Long term treatment of VigRX did not have any effect on blood chemistry value, some blood parameters except the percentage of lymphocyte but long term treatment of VigRX could significantly increase the testosterone level in these rats.
Histopathological section of some organs i.e. liver, kidney and testes revealed that long term treatment of VigRX had no pathological effects on these three organs.
It was concluded that long term treatment of VigRX at the dosage of 15 mg/kg/D had no effect on body weight gained and VigRX could not induce the sexual behavior at 4, 8 and 12 - week of treatment. Long term treatment of VigRX could significantly increase the width of erect penile size, sperm density, intracavernous pressure and testosterone level but had no effects on every organs weight, blood chemistry and some blood parameters in the male rats. Long term treatment of VigRX had no pathological effects on liver, kidney and testes histology.

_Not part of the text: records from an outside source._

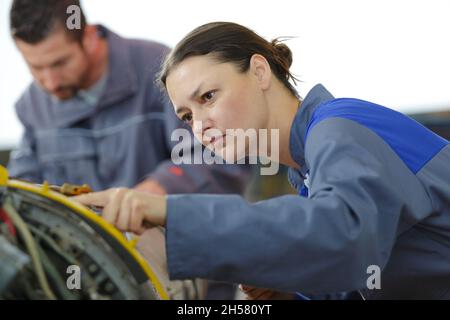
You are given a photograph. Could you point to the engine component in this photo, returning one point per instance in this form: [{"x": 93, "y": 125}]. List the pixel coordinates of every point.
[{"x": 54, "y": 248}]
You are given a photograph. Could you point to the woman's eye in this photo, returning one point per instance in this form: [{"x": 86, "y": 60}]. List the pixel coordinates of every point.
[
  {"x": 208, "y": 96},
  {"x": 187, "y": 118}
]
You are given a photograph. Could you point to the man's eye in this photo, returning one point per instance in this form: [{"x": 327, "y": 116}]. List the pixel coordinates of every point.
[
  {"x": 187, "y": 118},
  {"x": 208, "y": 96}
]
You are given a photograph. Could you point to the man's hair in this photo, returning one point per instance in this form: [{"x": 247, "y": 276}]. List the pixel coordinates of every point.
[{"x": 34, "y": 20}]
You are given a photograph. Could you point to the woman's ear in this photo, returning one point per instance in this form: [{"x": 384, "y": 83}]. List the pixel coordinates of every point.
[{"x": 260, "y": 68}]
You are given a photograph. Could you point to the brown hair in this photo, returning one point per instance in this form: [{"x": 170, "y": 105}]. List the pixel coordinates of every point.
[
  {"x": 231, "y": 42},
  {"x": 34, "y": 20}
]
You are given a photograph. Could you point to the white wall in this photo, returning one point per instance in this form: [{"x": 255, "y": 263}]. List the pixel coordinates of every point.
[{"x": 393, "y": 52}]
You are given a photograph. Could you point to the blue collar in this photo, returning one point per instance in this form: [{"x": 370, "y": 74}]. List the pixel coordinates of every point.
[{"x": 313, "y": 99}]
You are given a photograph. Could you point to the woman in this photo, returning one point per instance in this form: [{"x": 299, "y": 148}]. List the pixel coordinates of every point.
[{"x": 373, "y": 184}]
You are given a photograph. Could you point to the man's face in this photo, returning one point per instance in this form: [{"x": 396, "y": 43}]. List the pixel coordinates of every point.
[{"x": 58, "y": 63}]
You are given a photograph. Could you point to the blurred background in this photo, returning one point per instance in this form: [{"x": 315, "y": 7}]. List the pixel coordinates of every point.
[{"x": 395, "y": 53}]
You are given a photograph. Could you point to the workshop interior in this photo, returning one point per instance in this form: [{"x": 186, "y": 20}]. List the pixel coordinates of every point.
[{"x": 46, "y": 238}]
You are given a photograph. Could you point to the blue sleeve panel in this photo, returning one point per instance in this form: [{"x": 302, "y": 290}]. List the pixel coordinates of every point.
[{"x": 373, "y": 199}]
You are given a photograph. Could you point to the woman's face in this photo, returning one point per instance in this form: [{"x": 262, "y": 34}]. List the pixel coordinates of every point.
[{"x": 212, "y": 97}]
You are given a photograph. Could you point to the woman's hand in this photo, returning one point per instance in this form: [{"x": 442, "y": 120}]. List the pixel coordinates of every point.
[
  {"x": 128, "y": 209},
  {"x": 253, "y": 293}
]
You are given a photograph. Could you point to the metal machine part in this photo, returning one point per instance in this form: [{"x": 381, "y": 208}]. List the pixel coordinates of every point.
[{"x": 46, "y": 237}]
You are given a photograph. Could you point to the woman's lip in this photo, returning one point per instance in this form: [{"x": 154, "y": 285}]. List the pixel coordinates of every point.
[{"x": 215, "y": 140}]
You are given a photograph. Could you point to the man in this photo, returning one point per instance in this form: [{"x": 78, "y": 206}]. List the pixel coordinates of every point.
[{"x": 93, "y": 113}]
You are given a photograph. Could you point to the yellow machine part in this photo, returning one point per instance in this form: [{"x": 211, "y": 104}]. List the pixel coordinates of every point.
[{"x": 45, "y": 191}]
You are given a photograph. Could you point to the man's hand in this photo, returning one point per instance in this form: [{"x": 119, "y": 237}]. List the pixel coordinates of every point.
[
  {"x": 151, "y": 186},
  {"x": 128, "y": 209},
  {"x": 253, "y": 293}
]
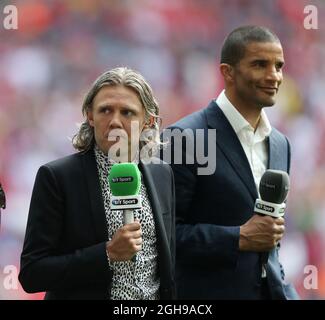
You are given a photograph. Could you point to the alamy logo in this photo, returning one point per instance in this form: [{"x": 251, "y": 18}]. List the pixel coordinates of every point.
[{"x": 10, "y": 21}]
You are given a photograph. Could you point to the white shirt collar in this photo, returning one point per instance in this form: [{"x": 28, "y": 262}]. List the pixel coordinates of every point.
[{"x": 238, "y": 122}]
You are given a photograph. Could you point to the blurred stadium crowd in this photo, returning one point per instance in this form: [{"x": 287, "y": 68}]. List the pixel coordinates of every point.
[{"x": 61, "y": 46}]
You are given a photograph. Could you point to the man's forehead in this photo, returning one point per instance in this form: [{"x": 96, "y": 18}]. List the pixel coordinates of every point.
[{"x": 263, "y": 49}]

The aim of this project was to investigate the effects of 2 dosages of VigRX i.e. 15 and 30 mg/kg/D fed to male Sprague Dawley rats everyday for 14 consecutive days on the liver and kidney of these rats.
It was found that only VigRX at the dosage of 30 mg/kg/D could significantly decrease the liver weight. Histopathological section of both liver and kidney showed that both dosages of VigRX did not show any pathological effects on both organs when compared with the control group.
It was concluded that treatment of VigRX continuously for 14 consecutive days had no pathological effect on the liver and kidney of male Sprague Dawley rats.